I remember seeing the very first video and going, “Oh they nailed it!” You know, we still had work to do to develop it, but it was really great to see it come to life. And you need that. I’m a big believer that you can tell stories with data, and code, and statistics, just like we do words, and images and movement, right? Statisticians have been telling stories for years. But what’s quite interesting with Karen is we’re trying to combine that. So you’ve got the video and the images, and the richness of that, we’ve got the technical design, so coding, but then we’ve also got the data design at the back. We’re all thinking in different ways, so how do you get that to work? But Blast Theory are phenomenal with their film production and that level of personalization that they get in digital experiences.


Matt: Well I think we’ve always wrestled with trying to make strong stories and strong forms of interactions. The games industry is full of this, it’s gone on for decades, how to mix those two. And I’ve become increasingly convinced that the interaction has to exceed the story and look at conversation as a model.


IGM: What would you say Karen’s ultimate message is to the world and whoever interacts with her?
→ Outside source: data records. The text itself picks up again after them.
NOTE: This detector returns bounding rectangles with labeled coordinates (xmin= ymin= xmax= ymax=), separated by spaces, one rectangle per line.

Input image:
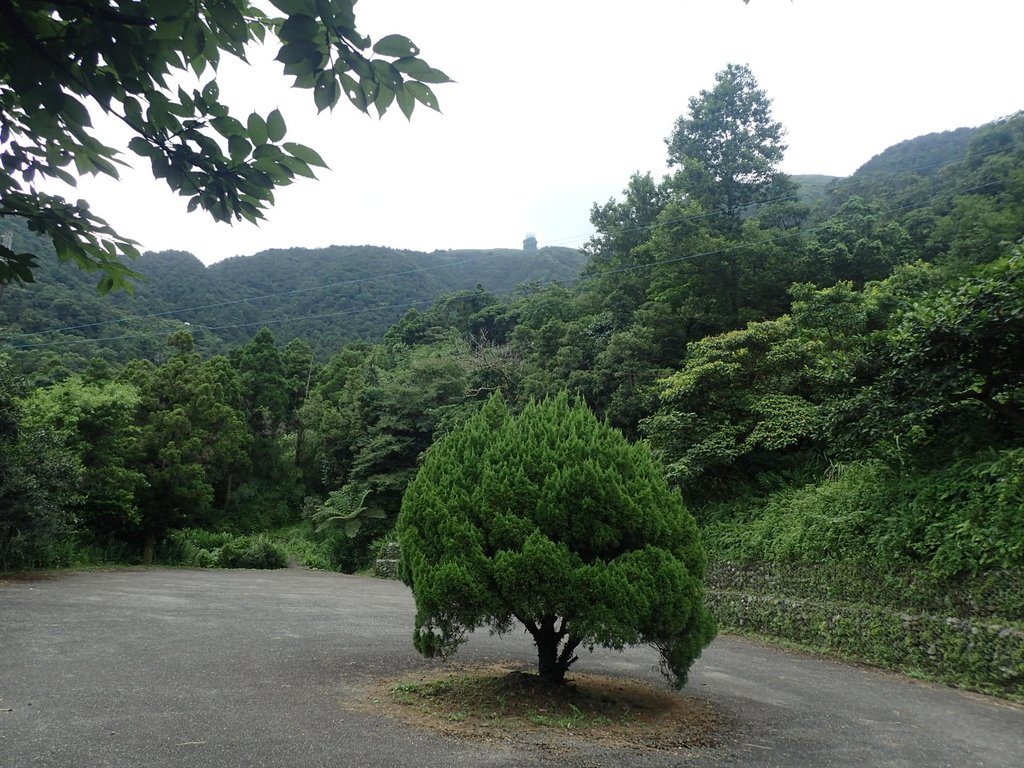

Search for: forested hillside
xmin=0 ymin=228 xmax=584 ymax=379
xmin=2 ymin=65 xmax=1021 ymax=697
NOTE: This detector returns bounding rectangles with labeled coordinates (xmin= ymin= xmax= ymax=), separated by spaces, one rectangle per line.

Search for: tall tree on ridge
xmin=666 ymin=63 xmax=794 ymax=233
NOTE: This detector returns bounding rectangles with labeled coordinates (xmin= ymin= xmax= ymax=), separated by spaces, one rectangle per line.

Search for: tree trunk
xmin=142 ymin=531 xmax=156 ymax=565
xmin=535 ymin=622 xmax=564 ymax=684
xmin=525 ymin=615 xmax=581 ymax=685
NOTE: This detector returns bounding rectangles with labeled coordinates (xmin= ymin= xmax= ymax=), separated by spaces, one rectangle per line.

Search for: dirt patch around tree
xmin=350 ymin=662 xmax=726 ymax=755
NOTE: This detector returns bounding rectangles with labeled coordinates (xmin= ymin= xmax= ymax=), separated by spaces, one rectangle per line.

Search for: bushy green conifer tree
xmin=398 ymin=392 xmax=715 ymax=687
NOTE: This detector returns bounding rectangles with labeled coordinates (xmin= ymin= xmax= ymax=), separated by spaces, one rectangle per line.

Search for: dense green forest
xmin=1 ymin=65 xmax=1021 ymax=694
xmin=0 ymin=232 xmax=584 ymax=379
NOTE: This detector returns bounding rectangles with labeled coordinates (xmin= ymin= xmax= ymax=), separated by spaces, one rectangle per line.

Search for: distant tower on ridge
xmin=523 ymin=232 xmax=538 ymax=251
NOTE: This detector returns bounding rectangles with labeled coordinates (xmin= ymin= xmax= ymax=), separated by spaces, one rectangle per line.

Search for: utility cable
xmin=3 ymin=137 xmax=1015 ymax=350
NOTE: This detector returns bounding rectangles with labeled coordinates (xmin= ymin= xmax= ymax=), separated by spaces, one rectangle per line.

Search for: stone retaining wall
xmin=707 ymin=561 xmax=1024 ymax=700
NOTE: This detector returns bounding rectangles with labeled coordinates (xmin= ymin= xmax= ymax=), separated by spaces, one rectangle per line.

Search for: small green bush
xmin=217 ymin=535 xmax=288 ymax=569
xmin=162 ymin=529 xmax=233 ymax=567
xmin=216 ymin=477 xmax=304 ymax=532
xmin=264 ymin=523 xmax=340 ymax=570
xmin=161 ymin=530 xmax=287 ymax=569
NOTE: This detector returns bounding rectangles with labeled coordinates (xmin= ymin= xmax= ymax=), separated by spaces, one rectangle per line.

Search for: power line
xmin=575 ymin=180 xmax=1000 ymax=283
xmin=548 ymin=143 xmax=1011 ymax=251
xmin=8 ymin=141 xmax=1004 ymax=342
xmin=3 ymin=143 xmax=1014 ymax=352
xmin=6 ymin=176 xmax=1002 ymax=352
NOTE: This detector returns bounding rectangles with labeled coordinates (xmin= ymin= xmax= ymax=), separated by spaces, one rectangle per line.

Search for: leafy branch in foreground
xmin=0 ymin=0 xmax=452 ymax=291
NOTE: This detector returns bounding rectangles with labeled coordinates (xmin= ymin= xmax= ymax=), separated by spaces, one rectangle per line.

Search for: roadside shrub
xmin=700 ymin=461 xmax=891 ymax=564
xmin=874 ymin=448 xmax=1024 ymax=577
xmin=217 ymin=476 xmax=304 ymax=532
xmin=217 ymin=534 xmax=288 ymax=569
xmin=162 ymin=529 xmax=234 ymax=567
xmin=264 ymin=523 xmax=335 ymax=570
xmin=700 ymin=449 xmax=1024 ymax=578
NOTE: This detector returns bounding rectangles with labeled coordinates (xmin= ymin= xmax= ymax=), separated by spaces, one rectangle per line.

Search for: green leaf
xmin=150 ymin=153 xmax=170 ymax=179
xmin=211 ymin=116 xmax=246 ymax=138
xmin=123 ymin=97 xmax=144 ymax=127
xmin=283 ymin=49 xmax=325 ymax=77
xmin=252 ymin=143 xmax=284 ymax=161
xmin=150 ymin=0 xmax=191 ymax=21
xmin=228 ymin=134 xmax=251 ymax=162
xmin=394 ymin=57 xmax=453 ymax=84
xmin=278 ymin=13 xmax=320 ymax=43
xmin=247 ymin=112 xmax=268 ymax=145
xmin=283 ymin=142 xmax=327 ymax=168
xmin=202 ymin=79 xmax=220 ymax=104
xmin=49 ymin=167 xmax=78 ymax=186
xmin=361 ymin=77 xmax=379 ymax=107
xmin=406 ymin=81 xmax=440 ymax=112
xmin=313 ymin=74 xmax=339 ymax=112
xmin=128 ymin=137 xmax=155 ymax=158
xmin=338 ymin=73 xmax=368 ymax=112
xmin=209 ymin=0 xmax=248 ymax=42
xmin=0 ymin=249 xmax=39 ymax=286
xmin=183 ymin=22 xmax=206 ymax=64
xmin=253 ymin=157 xmax=292 ymax=184
xmin=11 ymin=261 xmax=36 ymax=283
xmin=266 ymin=109 xmax=287 ymax=142
xmin=277 ymin=155 xmax=315 ymax=179
xmin=373 ymin=34 xmax=419 ymax=58
xmin=371 ymin=59 xmax=401 ymax=90
xmin=237 ymin=200 xmax=262 ymax=223
xmin=396 ymin=86 xmax=414 ymax=120
xmin=91 ymin=155 xmax=120 ymax=178
xmin=61 ymin=95 xmax=92 ymax=129
xmin=269 ymin=0 xmax=317 ymax=15
xmin=373 ymin=86 xmax=395 ymax=118
xmin=342 ymin=51 xmax=374 ymax=80
xmin=276 ymin=39 xmax=319 ymax=65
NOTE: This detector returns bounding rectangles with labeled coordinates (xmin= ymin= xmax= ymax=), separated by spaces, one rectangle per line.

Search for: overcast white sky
xmin=67 ymin=0 xmax=1023 ymax=265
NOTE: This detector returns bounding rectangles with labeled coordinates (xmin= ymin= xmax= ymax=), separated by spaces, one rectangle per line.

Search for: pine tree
xmin=398 ymin=392 xmax=715 ymax=687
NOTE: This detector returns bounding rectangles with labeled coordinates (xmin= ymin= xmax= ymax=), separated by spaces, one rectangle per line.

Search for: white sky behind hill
xmin=65 ymin=0 xmax=1024 ymax=265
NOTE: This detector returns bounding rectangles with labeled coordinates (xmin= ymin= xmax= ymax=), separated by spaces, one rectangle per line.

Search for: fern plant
xmin=310 ymin=485 xmax=386 ymax=538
Dr Kelly Page: I think when you ask that question of Matt you’ll get a different response. I think each of us on the team came to the project with different ideas, which luckily work together. For me, I think Karen really raises questions around who you’re sharing certain information with, and what they’re doing with that information. As well as the slipperiness with how she does that. So that illusion as I was saying before-you know, she’s very conversational. And if you forget to have a session with her, she will send you a text message to go “Hey, what’s going on?” just like a friend or family would, or she’ll say “Hey I’m waiting for our session”. She schedules sessions, and you don’t get to control that, so that’s quite interesting where you’ll have a session with her and then at the end she says, “Let’s schedule our next session in three days time.” And you won’t hear from her for three days, and all of a sudden you’ll get a text message from her going “How are we doing? Are you ready for your session?”
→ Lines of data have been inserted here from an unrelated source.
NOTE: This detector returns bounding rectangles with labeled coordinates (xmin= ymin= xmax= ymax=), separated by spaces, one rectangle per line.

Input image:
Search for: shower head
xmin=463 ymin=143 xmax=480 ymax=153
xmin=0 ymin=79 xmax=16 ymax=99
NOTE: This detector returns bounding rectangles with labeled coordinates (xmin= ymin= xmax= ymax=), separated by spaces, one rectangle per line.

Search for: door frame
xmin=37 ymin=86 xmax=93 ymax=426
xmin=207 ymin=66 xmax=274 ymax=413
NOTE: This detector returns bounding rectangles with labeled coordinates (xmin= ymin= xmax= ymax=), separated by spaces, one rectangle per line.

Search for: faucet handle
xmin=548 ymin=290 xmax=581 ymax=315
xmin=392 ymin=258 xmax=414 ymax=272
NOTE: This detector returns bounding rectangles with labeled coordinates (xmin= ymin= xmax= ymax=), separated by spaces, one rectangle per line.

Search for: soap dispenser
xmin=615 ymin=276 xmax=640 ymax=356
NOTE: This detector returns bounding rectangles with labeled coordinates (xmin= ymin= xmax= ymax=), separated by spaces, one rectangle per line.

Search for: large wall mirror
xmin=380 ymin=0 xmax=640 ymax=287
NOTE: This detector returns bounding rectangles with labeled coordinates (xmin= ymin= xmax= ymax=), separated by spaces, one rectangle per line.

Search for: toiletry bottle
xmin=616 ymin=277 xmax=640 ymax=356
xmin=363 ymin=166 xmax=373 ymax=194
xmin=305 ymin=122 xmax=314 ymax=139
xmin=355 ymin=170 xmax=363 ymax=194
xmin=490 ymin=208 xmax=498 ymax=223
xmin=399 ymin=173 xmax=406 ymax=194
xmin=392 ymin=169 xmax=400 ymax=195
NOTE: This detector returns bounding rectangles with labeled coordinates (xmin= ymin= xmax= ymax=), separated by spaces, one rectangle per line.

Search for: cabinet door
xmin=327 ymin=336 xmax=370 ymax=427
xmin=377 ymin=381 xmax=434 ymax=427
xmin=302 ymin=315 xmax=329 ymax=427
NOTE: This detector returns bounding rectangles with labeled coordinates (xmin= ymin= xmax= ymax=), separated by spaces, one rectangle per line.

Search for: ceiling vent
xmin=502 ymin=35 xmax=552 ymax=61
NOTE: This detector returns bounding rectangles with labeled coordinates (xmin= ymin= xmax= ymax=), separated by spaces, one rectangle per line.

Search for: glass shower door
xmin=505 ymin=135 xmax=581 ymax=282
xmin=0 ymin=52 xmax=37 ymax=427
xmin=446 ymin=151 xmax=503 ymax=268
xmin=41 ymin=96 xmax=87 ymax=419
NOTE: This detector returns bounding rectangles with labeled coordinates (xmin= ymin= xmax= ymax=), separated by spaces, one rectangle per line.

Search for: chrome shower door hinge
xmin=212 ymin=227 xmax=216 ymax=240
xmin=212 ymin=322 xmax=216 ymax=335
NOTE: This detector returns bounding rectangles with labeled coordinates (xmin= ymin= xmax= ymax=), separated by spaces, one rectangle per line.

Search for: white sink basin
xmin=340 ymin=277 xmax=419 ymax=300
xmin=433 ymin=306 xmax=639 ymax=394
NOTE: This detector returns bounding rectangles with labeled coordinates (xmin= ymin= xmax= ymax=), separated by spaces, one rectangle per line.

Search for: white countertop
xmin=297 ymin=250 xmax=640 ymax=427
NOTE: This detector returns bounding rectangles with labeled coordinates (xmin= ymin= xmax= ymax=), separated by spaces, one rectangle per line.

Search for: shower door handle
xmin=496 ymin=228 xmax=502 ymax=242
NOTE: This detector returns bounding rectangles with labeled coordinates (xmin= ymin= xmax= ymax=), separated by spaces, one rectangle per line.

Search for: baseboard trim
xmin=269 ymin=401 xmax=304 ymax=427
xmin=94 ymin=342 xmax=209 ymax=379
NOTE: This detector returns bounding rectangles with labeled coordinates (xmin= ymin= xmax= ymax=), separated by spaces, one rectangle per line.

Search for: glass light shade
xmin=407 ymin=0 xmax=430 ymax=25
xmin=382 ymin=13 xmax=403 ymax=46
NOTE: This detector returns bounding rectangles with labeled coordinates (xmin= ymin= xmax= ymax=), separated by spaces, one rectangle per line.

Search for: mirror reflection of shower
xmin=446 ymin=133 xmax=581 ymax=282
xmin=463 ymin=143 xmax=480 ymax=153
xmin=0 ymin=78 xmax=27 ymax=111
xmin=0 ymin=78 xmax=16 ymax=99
So I think Karen for me, really there’s that message of starting to think about the strangers and the people we share with through digital technology, and how the design of that experience can influence our sharing. You know, Facebook is designed a certain way, to create a ‘stickiness’ in the system; it’s this notion where you get stuck in Facebook psychologically, emotionally, we have this love-hate relationship. We don’t want to be a member of Facebook, but we’ll miss out if we’re not, right? And that’s all wound up in this social design, data design, the experience design. So for me, Karen is really about raising those questions-What is going on here? Is she really profiling me? Does she really know what she’s doing? Or is this just a creative experience or is she collecting my data? To me, that’s what it’s about.
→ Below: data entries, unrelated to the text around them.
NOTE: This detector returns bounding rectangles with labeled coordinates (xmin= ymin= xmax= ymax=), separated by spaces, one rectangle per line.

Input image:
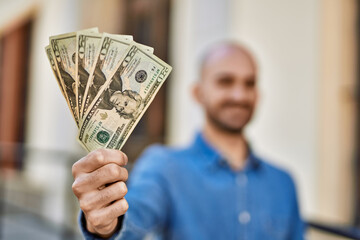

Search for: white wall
xmin=168 ymin=0 xmax=321 ymax=219
xmin=232 ymin=0 xmax=320 ymax=219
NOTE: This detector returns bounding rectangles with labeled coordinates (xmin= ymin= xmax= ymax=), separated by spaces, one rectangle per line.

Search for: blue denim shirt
xmin=80 ymin=133 xmax=305 ymax=240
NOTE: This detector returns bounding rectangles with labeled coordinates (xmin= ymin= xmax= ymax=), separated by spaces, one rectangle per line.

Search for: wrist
xmin=87 ymin=218 xmax=119 ymax=238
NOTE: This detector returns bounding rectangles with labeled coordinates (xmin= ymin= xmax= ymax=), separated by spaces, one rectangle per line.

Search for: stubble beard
xmin=206 ymin=111 xmax=248 ymax=134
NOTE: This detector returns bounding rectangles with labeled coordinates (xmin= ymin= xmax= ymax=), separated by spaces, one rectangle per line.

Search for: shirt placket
xmin=235 ymin=171 xmax=250 ymax=240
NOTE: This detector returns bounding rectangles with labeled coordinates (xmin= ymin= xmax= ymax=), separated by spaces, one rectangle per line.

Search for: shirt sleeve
xmin=78 ymin=145 xmax=171 ymax=240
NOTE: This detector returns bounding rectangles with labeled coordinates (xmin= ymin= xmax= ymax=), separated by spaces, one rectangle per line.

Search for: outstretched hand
xmin=72 ymin=149 xmax=129 ymax=238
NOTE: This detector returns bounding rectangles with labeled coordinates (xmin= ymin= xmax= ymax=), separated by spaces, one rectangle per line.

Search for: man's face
xmin=197 ymin=47 xmax=258 ymax=133
xmin=110 ymin=92 xmax=138 ymax=116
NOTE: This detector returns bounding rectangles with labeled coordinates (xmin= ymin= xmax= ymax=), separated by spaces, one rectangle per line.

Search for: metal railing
xmin=308 ymin=221 xmax=360 ymax=240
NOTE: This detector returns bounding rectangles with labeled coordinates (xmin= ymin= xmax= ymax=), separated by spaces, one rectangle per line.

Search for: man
xmin=72 ymin=42 xmax=305 ymax=239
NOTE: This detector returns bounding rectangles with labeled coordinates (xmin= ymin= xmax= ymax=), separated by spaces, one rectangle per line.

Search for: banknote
xmin=78 ymin=44 xmax=172 ymax=151
xmin=49 ymin=28 xmax=98 ymax=126
xmin=135 ymin=43 xmax=154 ymax=54
xmin=45 ymin=45 xmax=66 ymax=98
xmin=46 ymin=45 xmax=83 ymax=124
xmin=75 ymin=32 xmax=103 ymax=120
xmin=46 ymin=29 xmax=172 ymax=151
xmin=80 ymin=33 xmax=133 ymax=119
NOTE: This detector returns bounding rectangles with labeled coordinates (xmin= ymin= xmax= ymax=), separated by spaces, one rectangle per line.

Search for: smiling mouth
xmin=223 ymin=105 xmax=250 ymax=111
xmin=222 ymin=107 xmax=251 ymax=118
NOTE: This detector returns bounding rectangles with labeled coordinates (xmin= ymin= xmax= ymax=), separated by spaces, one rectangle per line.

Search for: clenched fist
xmin=72 ymin=149 xmax=129 ymax=238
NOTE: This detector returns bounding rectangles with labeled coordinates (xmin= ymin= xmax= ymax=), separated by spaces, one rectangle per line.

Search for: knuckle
xmin=108 ymin=164 xmax=120 ymax=176
xmin=87 ymin=212 xmax=101 ymax=228
xmin=72 ymin=180 xmax=82 ymax=197
xmin=118 ymin=182 xmax=128 ymax=195
xmin=116 ymin=182 xmax=128 ymax=196
xmin=79 ymin=199 xmax=91 ymax=212
xmin=72 ymin=157 xmax=85 ymax=177
xmin=122 ymin=168 xmax=129 ymax=181
xmin=117 ymin=199 xmax=129 ymax=214
xmin=97 ymin=148 xmax=107 ymax=156
xmin=71 ymin=162 xmax=78 ymax=178
xmin=121 ymin=152 xmax=128 ymax=165
xmin=91 ymin=150 xmax=105 ymax=165
xmin=121 ymin=199 xmax=129 ymax=212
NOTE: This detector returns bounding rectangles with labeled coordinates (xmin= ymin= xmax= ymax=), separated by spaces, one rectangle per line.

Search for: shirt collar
xmin=191 ymin=132 xmax=261 ymax=172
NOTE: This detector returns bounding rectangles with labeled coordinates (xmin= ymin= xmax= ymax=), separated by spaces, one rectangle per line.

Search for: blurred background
xmin=0 ymin=0 xmax=359 ymax=239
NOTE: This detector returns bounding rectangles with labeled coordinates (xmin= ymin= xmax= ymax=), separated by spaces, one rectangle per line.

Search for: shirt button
xmin=236 ymin=174 xmax=248 ymax=186
xmin=238 ymin=211 xmax=251 ymax=224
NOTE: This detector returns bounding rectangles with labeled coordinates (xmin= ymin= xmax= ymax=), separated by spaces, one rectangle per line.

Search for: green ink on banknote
xmin=97 ymin=131 xmax=110 ymax=144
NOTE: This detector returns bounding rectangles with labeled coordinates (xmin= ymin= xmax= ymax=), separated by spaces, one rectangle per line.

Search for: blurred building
xmin=0 ymin=0 xmax=358 ymax=239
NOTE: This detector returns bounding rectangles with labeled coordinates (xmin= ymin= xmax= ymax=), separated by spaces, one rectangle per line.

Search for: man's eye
xmin=217 ymin=76 xmax=234 ymax=86
xmin=245 ymin=78 xmax=256 ymax=88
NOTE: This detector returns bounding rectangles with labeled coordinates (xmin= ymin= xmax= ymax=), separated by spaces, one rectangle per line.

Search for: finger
xmin=91 ymin=218 xmax=118 ymax=237
xmin=86 ymin=198 xmax=128 ymax=230
xmin=101 ymin=198 xmax=129 ymax=225
xmin=74 ymin=164 xmax=128 ymax=193
xmin=85 ymin=211 xmax=119 ymax=234
xmin=84 ymin=181 xmax=128 ymax=211
xmin=72 ymin=149 xmax=128 ymax=177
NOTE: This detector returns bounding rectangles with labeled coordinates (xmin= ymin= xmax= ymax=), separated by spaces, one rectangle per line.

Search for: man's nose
xmin=230 ymin=85 xmax=248 ymax=101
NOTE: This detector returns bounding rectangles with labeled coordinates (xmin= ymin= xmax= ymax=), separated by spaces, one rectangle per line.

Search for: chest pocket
xmin=261 ymin=215 xmax=290 ymax=240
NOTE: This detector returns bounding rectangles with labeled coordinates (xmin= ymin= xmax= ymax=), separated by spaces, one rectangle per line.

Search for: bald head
xmin=200 ymin=42 xmax=257 ymax=79
xmin=193 ymin=42 xmax=258 ymax=134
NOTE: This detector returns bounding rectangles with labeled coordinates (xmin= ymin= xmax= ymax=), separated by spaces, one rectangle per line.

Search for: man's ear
xmin=192 ymin=81 xmax=203 ymax=104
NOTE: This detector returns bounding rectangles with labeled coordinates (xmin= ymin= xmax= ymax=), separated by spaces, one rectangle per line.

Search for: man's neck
xmin=203 ymin=122 xmax=248 ymax=171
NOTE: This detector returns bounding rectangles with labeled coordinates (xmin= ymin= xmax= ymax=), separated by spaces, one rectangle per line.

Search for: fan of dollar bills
xmin=45 ymin=28 xmax=172 ymax=152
Karen really raises questions around who you’re sharing certain information with, and what they’re doing with that information. As well as the slipperiness with how she does that.



IGM: That makes a lot of sense considering Karen’s portrayal as a conversational, non-threatening, friendly person who isn’t associated with the government in any way. Or so it seems on the surface.

Dr Kelly: I think that comes back to your other question about why is she a woman, because when you think about the construction around data privacy, you know we talk about Big Brother. We don’t talk about Big Sister, do we? There’s a very masculine context of power. So Karen, she’s very personable, she’s very friendly, she’s quirky, you know she talks with her mouth full. That kind of stuff. She’s as human as we could make her so far.